Back upstairs in OR3, two-year-old Katherin Garcia is lying on the surgical table, her tiny brown legs sticking out from under the blue gown. Kneeling at bedside, Dr. Eckert administers the IV in her right arm while his fellow anesthesiologist, Dr. Quint Barnes, stands on the other side while gently holding the patient’s left hand.
At the foot of the table, nurse Andrea Guidry covers the little girl with a blue blanket. At the head, CRNA Cathy Zaremba is handling the anesthesia machine, its flashing lights and numbers understood only by one who’s done it.
Seated on a stool, Dr. Zapata peers through an operating microscope and uses a curette to clear Katherin’s left ear of wax. “Sweet potatoes,” she quips, wiping the orange-brown wax on gauze. Then, even more delicately, she uses a myringotomy blade to make a tiny incision in the eardrum. As the doctor opens the incision to a width of one millimeter, the eardrum releases a dome of pale fluid.

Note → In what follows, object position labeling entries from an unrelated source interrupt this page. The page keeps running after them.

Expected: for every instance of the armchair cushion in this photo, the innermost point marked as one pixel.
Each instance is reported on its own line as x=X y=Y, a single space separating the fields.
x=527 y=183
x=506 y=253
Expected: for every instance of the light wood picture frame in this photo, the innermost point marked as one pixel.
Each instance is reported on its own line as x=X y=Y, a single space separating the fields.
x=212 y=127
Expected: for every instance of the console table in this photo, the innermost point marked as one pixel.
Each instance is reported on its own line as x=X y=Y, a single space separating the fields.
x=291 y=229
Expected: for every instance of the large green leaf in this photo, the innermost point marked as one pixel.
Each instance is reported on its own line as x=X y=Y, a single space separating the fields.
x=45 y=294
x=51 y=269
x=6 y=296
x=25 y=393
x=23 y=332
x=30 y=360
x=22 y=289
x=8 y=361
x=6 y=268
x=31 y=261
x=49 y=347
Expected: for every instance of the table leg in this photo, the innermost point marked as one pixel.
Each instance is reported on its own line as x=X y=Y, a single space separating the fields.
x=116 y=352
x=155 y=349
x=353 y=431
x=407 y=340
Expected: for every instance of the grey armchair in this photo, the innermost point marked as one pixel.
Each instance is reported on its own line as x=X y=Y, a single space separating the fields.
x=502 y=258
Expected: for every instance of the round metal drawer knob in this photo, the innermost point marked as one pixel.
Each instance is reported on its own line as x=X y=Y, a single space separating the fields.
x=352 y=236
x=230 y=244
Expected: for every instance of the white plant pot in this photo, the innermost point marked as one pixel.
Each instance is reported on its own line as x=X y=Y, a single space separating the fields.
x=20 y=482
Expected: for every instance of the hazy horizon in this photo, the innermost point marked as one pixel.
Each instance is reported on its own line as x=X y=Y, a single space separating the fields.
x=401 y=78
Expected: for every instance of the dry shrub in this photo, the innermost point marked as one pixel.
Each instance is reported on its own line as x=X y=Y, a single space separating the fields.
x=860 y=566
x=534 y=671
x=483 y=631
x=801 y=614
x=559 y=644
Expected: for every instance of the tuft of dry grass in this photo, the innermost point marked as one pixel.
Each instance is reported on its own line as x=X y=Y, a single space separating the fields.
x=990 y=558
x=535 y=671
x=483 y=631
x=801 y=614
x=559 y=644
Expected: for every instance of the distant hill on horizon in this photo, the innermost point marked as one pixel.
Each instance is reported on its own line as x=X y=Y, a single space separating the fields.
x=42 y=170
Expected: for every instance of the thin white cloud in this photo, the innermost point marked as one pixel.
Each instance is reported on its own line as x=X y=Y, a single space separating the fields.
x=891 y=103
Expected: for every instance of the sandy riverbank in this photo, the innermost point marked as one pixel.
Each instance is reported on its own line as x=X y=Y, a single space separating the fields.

“It’s so thick,” Dr. Zapata says, shaking her head. “We call it ‘glue ear.’ Poor thing, she’s just gotten used to it.”
After suctioning out the fluid, Dr. Zapata performs the most delicate procedure of all, placing a tiny plastic tube in the incision to allow the fluid to continue draining. “Instead of shoulder, elbow and wrist movement,” she explains, “it’s phalanges movement. It’s the tips of the fingers and the slightest wrist movement.”
To untrained eyes the procedure is a lot like building a ship in a bottle, only the bottle is an ear canal and the ship is an eardrum, and the eardrum is part of a tiny two-year-old child.
“She’ll feel so much better now,” the doctor tells me, just before moving to the other ear. “She’ll hear better, too, and because of that, her speech will also improve.”
Minutes later, after performing a frenulectomy to release the little girl’s tongue-tie, Dr. Zapata moves to OR1 to perform a BMT on the final patient of the night, six-month-old Sofia Argueta. Resting against the OR wall, I look on as the surgeon quickly completes the procedure. Relieved, I wait to hear the words, “OK, let’s call it a night.”
Instead I hear Dr. Gorman say, “Well, let’s get started on this little girl’s lip.”
The cleft lip, which from afar I did not notice, is waiting for the doctor’s hands.
The night becomes the day
At 7:25 on Tuesday morning, the doctors begin making their rounds. In room 7, Dr. Gorman sits on a stool to examine eight-year-old Maria Alvarez, on whom he performed an intensive rhinoplasty. Looking up, he peers into the girl’s bandaged nose.
“I would like her to leave this bandage on for one week,” he says to Dr. Ligia Figueroa, the MPSC medical director. Nodding, she jots the information and then conveys it in Spanish to the girl’s grandmother, a tiny, energetic woman who, like every other guardian here, slept overnight in a chair at bedside.
As a bit of blood oozes from Maria’s nose, the grandmother maneuvers around the doctor in order to swab it.
Dr. Gorman looks up at the grandmother and grins. Turning back to Maria, he gives the girl a hug before exiting the room. A few minutes later, after examining each of the 15 patients who underwent a total of 25 surgeries a day earlier, doctors Gorman, Wilder and Wainright gather just outside room 1. They look at each other and nod.
“We done?” asks Dr. Gorman.
“We’re done,” replies Dr. Wilder.
“Good,” says Dr. Gorman. “Let’s get to work.”